Package tracking drama


My copy of the new Oxford translation of Mallarmé was scanned in Cincinnati today. The Gashouse Gang is also in town, but Pujols, Ducky Medwick, and Rolen (one of the best-read ballplayers) better keep their hands off it - I know how they like to trade uniforms with postal workers and loiter around the warehouses, especially Pepper Martin. They can read my Dover Tolstoy that I got to get up to the free shipping threshold.

This translation was in production when I had my dream of ‘A Throw of the Dice Does Not Abolish Chance Starring Erik Estrada’ but I think I would classify that as either an unwarranted anxiety dream or a review of the Weinfield versions that I never got. In other words, I’m giving this thing a chance. My MacIntyre Selected is currently AWOL which is not an acceptable arrangement.

When that baby comes some commentary on rhythm and form is sure to ensue.

6 comments:

david raphael israel said...

ah, the MacIntyre Selected is the book I had some years back, and really liked. Darn if that guy (MacIntyre) isn't good -- ditto for his Rilke. (no idea now where the book has gone, maybe this is a collective experience). Your book wait nudges me to essay a pleasantry on the theme (merely imagined in the instance)

Mallarmé's finally en route
was s'posed to be here by ten!
when I open the package I shout
all I find within is rien!

But one trusts (sports professionals notwithstanding) your tome will fare more safely.

Ian Keenan said...

Thanks for your reassurance amid the heightening of Mallarmé Edition Anxiety. The MacIntyre translations were always what I thought Mallarmé to be and never really had much to compare them to. The sudden disappearances can be attributed either to Ducky Medwick or the aliens.

shanna said...

been meaning to write you to THANK YOU for the etiquette books, ian. they are truly terrific. i think i will get some poems out of them. :)

Ian Keenan said...

Departure scan in Philly so OUP comes-a-punting to my doorstep tomorrow.

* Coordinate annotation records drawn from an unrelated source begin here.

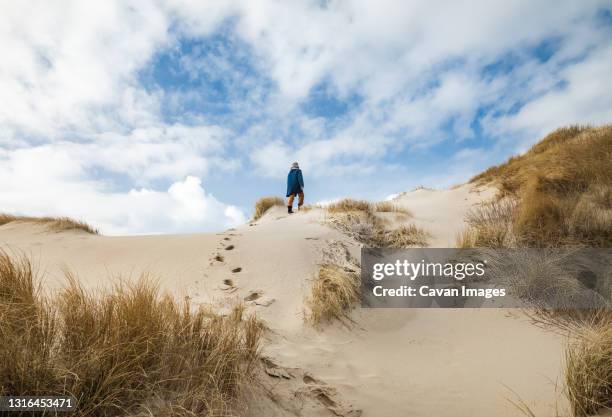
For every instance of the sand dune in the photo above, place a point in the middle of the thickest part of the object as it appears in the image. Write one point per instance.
(388, 363)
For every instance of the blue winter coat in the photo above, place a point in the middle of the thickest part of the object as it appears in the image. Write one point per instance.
(295, 182)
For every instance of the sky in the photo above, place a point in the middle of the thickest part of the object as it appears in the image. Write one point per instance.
(175, 116)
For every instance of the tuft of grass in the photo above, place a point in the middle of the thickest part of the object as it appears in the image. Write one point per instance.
(57, 224)
(402, 237)
(348, 205)
(358, 219)
(564, 187)
(334, 292)
(264, 204)
(489, 225)
(389, 207)
(125, 351)
(588, 368)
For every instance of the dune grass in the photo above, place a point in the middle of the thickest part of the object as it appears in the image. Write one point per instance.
(588, 367)
(563, 186)
(127, 351)
(57, 224)
(334, 292)
(266, 203)
(358, 219)
(561, 191)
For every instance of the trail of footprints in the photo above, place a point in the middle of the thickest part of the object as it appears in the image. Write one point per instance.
(230, 285)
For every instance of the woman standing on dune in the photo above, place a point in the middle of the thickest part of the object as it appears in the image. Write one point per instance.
(295, 186)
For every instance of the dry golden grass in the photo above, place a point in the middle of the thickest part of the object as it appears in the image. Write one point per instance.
(389, 207)
(266, 203)
(403, 237)
(564, 188)
(490, 225)
(334, 292)
(123, 352)
(588, 367)
(358, 219)
(52, 223)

The other unexplained Mallarméan phenomenon is that the edition of Auster’s Tomb for Anatole translations that arrived a year or so back seems completely unlike what I read in a school library six years ago. It’s me, not the edition, and so this is the sort of poetry I like.

No problem Shanna and thanks for all your books. I really wanted to check out your Guest reading but I couldn’t make it up: tho the Loy reading Sun. was great.. I never thought I would attend a Loy reading much less one where Loy's voice changes every two poems.

kevin.thurston said...

‘A Throw of the Dice Does Not Abolish Chance Starring Erik Estrada’

you done gone flarf?

Ian Keenan said...

Kevin, best to your mother for a speedy recovery.